Life’s Work is not short on gloriously filthy selves. Milch’s father, Elmer, came from a prominent but mobbed-up Jewish family in Buffalo, New York. He paired a successful daytime career in surgery with a nighttime vocation for gambling, inebriation, and adultery. An acid dealer in a cape and tophat named Floyd appears briefly. Featured too is Eddie, the toothless prostitute who, after delivering Milch his methadone at Yale, would set up shop in Sterling Memorial Library to “read the gay poets in the original” Latin and Greek. There’s also David’s childhood best friend, Judgy, a person who “sustained a compelling innocence” while at the same time “was a mess down to the ground…a hope-to-die alcoholic.”

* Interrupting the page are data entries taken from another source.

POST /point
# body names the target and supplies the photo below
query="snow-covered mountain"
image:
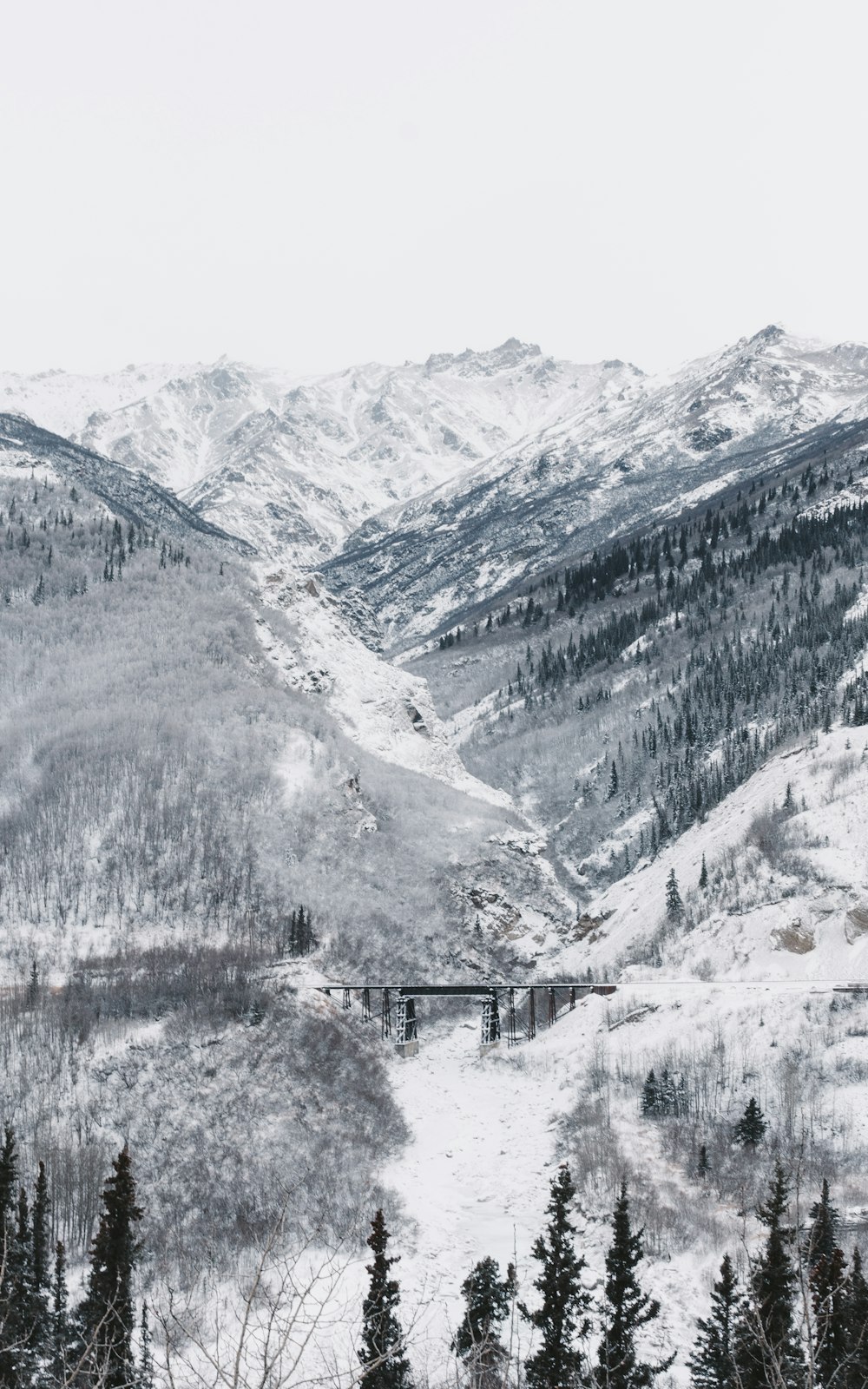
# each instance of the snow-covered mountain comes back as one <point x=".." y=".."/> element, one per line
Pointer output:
<point x="299" y="465"/>
<point x="653" y="444"/>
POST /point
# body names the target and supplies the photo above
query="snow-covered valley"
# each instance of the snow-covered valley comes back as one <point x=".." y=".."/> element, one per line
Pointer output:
<point x="488" y="670"/>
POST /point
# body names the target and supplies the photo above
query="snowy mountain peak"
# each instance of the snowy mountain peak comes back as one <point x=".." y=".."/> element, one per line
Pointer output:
<point x="506" y="358"/>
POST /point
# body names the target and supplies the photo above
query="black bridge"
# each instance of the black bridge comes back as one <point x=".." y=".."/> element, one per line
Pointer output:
<point x="399" y="1018"/>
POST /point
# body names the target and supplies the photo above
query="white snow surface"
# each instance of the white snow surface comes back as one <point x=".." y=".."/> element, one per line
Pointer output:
<point x="388" y="712"/>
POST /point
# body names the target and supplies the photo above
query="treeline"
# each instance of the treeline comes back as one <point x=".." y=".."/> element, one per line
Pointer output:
<point x="134" y="787"/>
<point x="796" y="1319"/>
<point x="576" y="1338"/>
<point x="719" y="642"/>
<point x="46" y="1342"/>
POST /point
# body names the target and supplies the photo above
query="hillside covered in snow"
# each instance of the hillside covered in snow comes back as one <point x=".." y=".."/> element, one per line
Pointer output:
<point x="488" y="671"/>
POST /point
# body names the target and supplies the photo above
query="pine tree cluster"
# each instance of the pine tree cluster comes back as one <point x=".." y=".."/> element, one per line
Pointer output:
<point x="562" y="1353"/>
<point x="768" y="1333"/>
<point x="45" y="1344"/>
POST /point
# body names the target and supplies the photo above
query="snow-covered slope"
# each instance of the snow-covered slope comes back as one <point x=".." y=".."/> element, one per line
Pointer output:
<point x="129" y="495"/>
<point x="636" y="451"/>
<point x="299" y="465"/>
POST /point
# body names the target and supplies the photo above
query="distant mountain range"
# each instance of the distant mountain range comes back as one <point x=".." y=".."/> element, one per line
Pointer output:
<point x="437" y="484"/>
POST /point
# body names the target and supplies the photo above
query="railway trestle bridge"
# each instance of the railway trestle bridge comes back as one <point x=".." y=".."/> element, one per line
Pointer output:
<point x="506" y="1009"/>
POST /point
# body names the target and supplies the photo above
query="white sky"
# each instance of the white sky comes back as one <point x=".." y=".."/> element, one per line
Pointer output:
<point x="317" y="184"/>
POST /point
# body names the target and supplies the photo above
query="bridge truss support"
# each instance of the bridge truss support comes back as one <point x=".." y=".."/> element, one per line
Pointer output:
<point x="490" y="1020"/>
<point x="385" y="1014"/>
<point x="511" y="1021"/>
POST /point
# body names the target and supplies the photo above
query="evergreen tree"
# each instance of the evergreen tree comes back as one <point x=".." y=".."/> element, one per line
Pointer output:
<point x="146" y="1359"/>
<point x="627" y="1310"/>
<point x="712" y="1363"/>
<point x="856" y="1312"/>
<point x="60" y="1314"/>
<point x="562" y="1316"/>
<point x="767" y="1342"/>
<point x="42" y="1208"/>
<point x="486" y="1298"/>
<point x="828" y="1284"/>
<point x="382" y="1351"/>
<point x="650" y="1095"/>
<point x="108" y="1314"/>
<point x="674" y="903"/>
<point x="9" y="1173"/>
<point x="752" y="1127"/>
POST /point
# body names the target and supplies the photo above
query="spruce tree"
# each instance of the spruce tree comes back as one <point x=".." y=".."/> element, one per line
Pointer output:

Judgy’s death, drunk in a car accident, inspired Milch’s first real shot at writing, a novel about the aftermath he doesn’t report having ever finished. Writing would come to earn Milch his millions, even as in time his compulsions would part him from them (as detailed in a 2016 Hollywood Reporter story about his prodigious tax and gambling debts). Life’s Work portrays his mentorship from Warren and some other big literary names as the more valuable compensation. Lillian Hellmann toted him to parties. R.W.B. Lewis fabricated positive course reviews. These teachers accommodated Milch’s “self-division” enough to initiate him into the life of the mind. “They sufficiently respected the effort I was making to behave honorably, generate the work I was to do, never showing up obviously loaded, that the subject wasn’t exposed.” Milch would soak in American literature during this time, achieving special familiarity with the James family, William in particular. Presaging his later career, with Lewis he even pitched a TV show about the subject to PBS.